Медленно, как по океанскому дну, он побрёл за ней в лазарет. По пути ему дважды приходилось преодолевать дверные проёмы, но больше ничто не бросалось в лицо.
– Дженкинс, вошь барсучья, позавидовал, что у кого-то обе руки на месте? А не суй куда попало!
Он молча прислонился к стене у входа и смотрел, как Мэйгин хлопочет над Офелией.
– Чего вылупился, извинился бы хоть, подхвостье замшелое!
В ту секунду, когда он видел только бездну, могло произойти вообще что угодно. Ожог на запястье. А что ещё? Всё что угодно. Он узнал бы только потом.
Мэйгин закончила бинтовать руку, всучила Офелии какое-то питьё и, злобно посверкав глазами, ушла, напоследок хлопнув дверью своей каморки. Сразу стало очень тихо.
– Видишь, – сказал он, – было лучше, пока мы не общались.
– Позволь мне решать, что для меня лучше.
Он только ещё раз посмотрел на её запястье.
– Всю жизнь этого боялся. С тех пор, как проснулся дар, я стал тем, кто может навредить. Кому угодно, когда угодно, всегда. Я, кажется, только тем и занимался, что старался этого избежать. И вот, впервые случилось.
Она повернулась к нему – неожиданно задорно улыбнувшись.
– Похоже, есть во мне что-то особенное, да?
Он не видел повода для шуток.
Она отставила кружку и встала.
– Послушай, если ты сделал это ненамеренно, то можешь, например, действительно попросить прощения. Так обычно делают, когда считают себя виноватыми.
Он обдумал это, представил, мысленно произнёс.
– Я не хочу, чтобы ты прощала.
– Ну интересно! – Она сердито подбоченилась. – А обо мне ты подумал?
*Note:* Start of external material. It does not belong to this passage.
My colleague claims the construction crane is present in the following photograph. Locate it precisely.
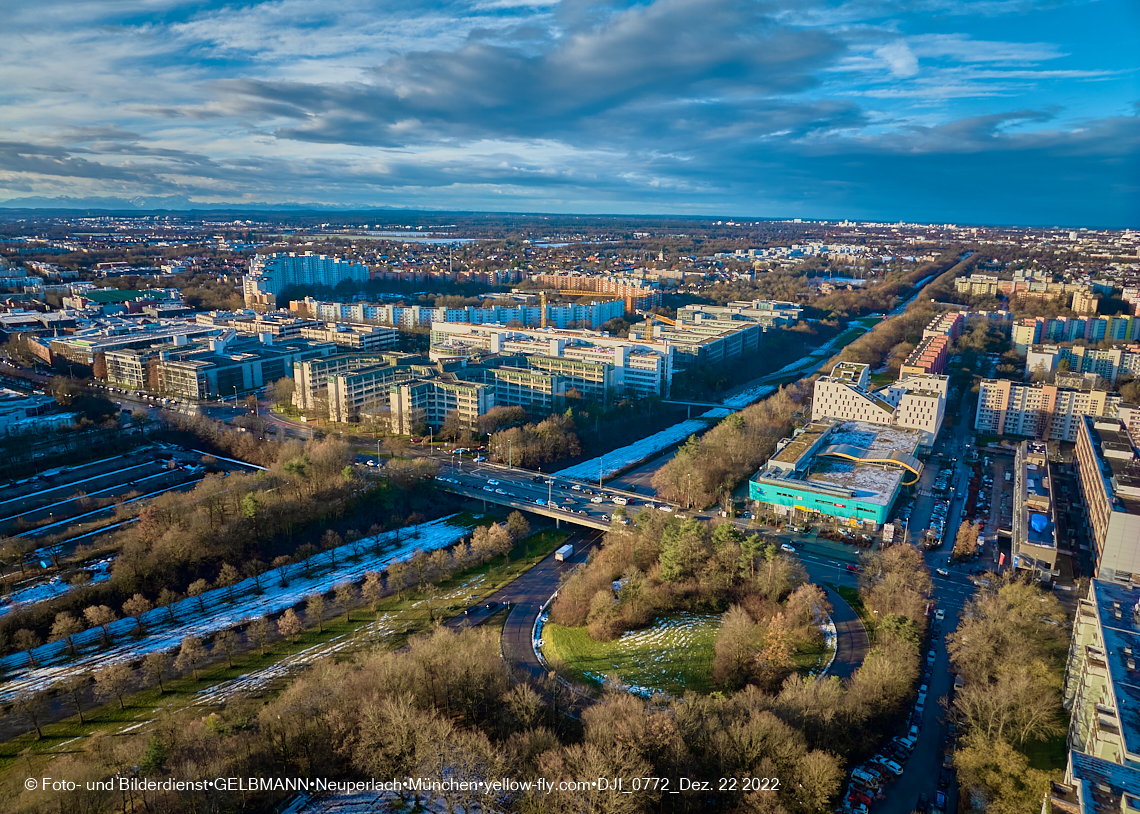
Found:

Как мне теперь жить с этим грузом непрощения?
– Не знаю – сделай что-нибудь в ответ.
– Что? – не поняла она. – Это как, обжечь тебя?
– Ну…
– Дурак, – она фыркнула, но потом посмотрела грустно. – Давай в качестве извинения ты объяснишь мне, что с тобой происходит?
Он тяжело вздохнул.
– Я не знаю что. Просто… что бы это ни было, мне проще, когда никого нет рядом. – Утешит её такое объяснение или наоборот? – Давай что-нибудь другое в качестве извинения?
– Ладно. – Не утешило: она выглядела грустной и усталой. – Должен будешь, я потом придумаю что. И, Джейсон. Если ты сам не хочешь, чтобы такое повторялось, – обратись за помощью. Не ко мне, так к кому-нибудь.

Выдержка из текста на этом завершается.